На пороге стоял Кузьма, крестьянин, живший неподалеку. Он не по указке, а по своему желанию подрядился к Мейеру в услужение, не брезгуя, тем, что тот был ссыльным. Рассуждения его на эту тему, при том были просты и объяснимы: ссыльный барон, все же барон, а не абы какой уголовник, так что разумея это, Кузьма относился к Мейеру, со всем тем пиететом, который и положено было оказывать барону, будто тот и не находился вовсе, там где находился.
– Ваше Сиятельство, – начал тот с порога, – Там барышня ищет, не то Вас, не то какого арестанта, ей Богу не пойму, бочки привезли, ох, ну что за бочки, просмолены, ни сучка не задоринки, ей Богу, англичане бы позавидовали, – продолжил Кузьма, свою восторженную речь.
– Какая барышня? Какие бочки? – раздраженно спросил Мейер, садясь на кровать и сердито глядя на Кузьму, который так бесцеремонно нарушил его покой и ход размеренной беседы.
Чемезов же, наблюдая эту сцену, лишь посмеивался в усы, скрывая улыбку за завесой дыма сигареты.
– Бочки привезли, и уж выгрузить успели, да не туда привезли, не в тот переулок, обшиблись, – невозмутимо ответил Кузьма.
– А барышня причем?
– Так не причем, Ваше сиятельство, сама по себе приехала, с извозчиком, да с сопровождающим.
– И к кому приехала? – спросил Мейер, окончательно сбитый с толку.
– К арестанту говорит. Ох и красавица эта барышня, вот только хворая, да и бледна, что снег, и встревожена, и трость от груди не отнимает.
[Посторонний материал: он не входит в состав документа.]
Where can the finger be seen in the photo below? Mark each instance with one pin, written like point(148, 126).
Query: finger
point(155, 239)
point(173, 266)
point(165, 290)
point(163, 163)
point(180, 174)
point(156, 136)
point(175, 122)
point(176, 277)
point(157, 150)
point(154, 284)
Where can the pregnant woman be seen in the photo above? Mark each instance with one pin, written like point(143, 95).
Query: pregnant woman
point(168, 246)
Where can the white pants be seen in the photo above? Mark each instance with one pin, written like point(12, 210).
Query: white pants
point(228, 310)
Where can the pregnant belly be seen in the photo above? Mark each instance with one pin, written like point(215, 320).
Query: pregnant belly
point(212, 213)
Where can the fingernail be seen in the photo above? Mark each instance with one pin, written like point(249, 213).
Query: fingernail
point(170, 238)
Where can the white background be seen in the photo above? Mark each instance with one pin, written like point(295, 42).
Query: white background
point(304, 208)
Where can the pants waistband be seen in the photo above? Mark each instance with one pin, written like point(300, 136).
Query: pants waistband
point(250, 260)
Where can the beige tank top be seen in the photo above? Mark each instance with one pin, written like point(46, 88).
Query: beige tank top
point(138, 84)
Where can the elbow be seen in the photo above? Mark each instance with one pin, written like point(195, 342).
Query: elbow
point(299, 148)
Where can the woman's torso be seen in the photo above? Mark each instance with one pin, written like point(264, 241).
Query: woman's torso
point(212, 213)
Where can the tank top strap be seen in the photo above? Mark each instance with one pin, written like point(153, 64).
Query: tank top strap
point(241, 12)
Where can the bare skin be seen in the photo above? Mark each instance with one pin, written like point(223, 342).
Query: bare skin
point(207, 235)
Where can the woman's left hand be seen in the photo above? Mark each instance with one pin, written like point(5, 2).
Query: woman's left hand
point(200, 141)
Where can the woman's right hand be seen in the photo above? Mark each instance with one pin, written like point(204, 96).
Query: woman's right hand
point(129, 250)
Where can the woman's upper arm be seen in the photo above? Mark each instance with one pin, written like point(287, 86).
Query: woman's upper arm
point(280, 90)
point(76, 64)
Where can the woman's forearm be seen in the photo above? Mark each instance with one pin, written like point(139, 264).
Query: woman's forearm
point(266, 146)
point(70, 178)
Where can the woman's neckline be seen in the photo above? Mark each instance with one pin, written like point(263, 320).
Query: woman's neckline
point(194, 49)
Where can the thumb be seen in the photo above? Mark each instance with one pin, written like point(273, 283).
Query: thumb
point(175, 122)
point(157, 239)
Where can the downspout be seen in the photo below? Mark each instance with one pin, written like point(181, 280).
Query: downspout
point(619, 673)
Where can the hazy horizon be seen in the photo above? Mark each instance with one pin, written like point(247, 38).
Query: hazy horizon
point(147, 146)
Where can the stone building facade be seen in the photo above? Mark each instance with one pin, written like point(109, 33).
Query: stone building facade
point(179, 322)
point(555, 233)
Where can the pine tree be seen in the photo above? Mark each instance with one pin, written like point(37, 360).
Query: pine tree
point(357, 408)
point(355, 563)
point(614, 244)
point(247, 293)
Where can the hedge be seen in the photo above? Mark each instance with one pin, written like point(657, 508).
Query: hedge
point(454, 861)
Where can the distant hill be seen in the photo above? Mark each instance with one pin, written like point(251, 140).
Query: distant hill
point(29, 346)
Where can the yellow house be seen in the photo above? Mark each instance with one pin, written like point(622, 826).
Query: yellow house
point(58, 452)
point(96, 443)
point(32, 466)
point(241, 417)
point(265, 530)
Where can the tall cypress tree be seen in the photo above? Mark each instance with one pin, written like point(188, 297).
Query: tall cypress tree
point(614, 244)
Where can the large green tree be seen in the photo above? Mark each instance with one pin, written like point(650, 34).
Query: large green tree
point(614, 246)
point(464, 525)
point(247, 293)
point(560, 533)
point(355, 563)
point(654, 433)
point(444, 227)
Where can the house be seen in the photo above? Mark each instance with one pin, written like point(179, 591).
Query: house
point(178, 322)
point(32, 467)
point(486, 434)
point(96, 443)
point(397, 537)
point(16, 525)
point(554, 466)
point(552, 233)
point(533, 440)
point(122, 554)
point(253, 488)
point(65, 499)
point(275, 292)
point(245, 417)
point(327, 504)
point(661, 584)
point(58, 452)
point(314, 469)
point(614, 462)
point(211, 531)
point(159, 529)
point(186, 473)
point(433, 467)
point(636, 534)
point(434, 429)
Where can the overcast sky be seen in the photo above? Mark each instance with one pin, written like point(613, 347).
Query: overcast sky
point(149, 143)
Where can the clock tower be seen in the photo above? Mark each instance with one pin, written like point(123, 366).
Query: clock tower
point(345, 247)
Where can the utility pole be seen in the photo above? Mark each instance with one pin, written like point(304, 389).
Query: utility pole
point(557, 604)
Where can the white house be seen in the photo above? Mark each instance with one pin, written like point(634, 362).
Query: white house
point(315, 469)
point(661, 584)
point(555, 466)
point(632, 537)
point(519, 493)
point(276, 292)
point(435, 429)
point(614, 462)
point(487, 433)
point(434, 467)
Жалко барышню, ведь такая красавица, как бывает Боженька не справедлив, или наизворот правильный, ведь нельзя же, чтобы одному и все сразу, надо же, чтобы одному – одному, другому – другое, а так чтобы одному все… Не верно это…, – пустился в рассуждения Кузьма, уже и не замечая, что его никто не слушает.
Молниеносно сорвавшись с кровати Мейер, в одной рубахе и с босыми ногами одним размашистым шагом преодолел расстояние до двери, и, отодвинув Кузьму, словно тот был тряпичной куклой, а не весил добрый центнер, тотчас выскочил, на крыльцо, да так, что со стуком задел головой о дверной проем, но того и не заметил даже.
Там, на облучке сидел мужик, держа поводья, и казалось уже намереваясь повернуть бричку обратно, в самой же повозке, было двое, один, не знакомый ему мужчина, не старый, и не молодой, а средних лет, пожалуй, даже привлекательный, если бы не огромная голова, на узких и почти дамских плечах, а за ним… а за ним она…
Она, чей образ, казалось, был стерт из памяти, она, чьи письма он читал и перечитывал, при лунном свете иль при свете золотой лучины, она, чей свет, не дал ему впасть в уныние, когда уже ничто не держало его в этом темном и враждебном мире.
Нет, он не забыл ее, как ему казалось, сознание прятало в свои глубины ее образ, оберегая от снегов и ветра, от солнечного зноя и проливных дождей, укрывало одеялом забвения то, что имеет подлинную ценность на этой бренной земле, где все есть прах и тлен, и лишь любовь бессмертна и неугасима.
Так он и стоял окаменев, не в силах и двинуться с места, ни он сам, ни его босые ноги не чувствовали холода, тело горело, будто в огне, он и рад был тому весеннему ледяному ветру, что остужал и голову и сердце.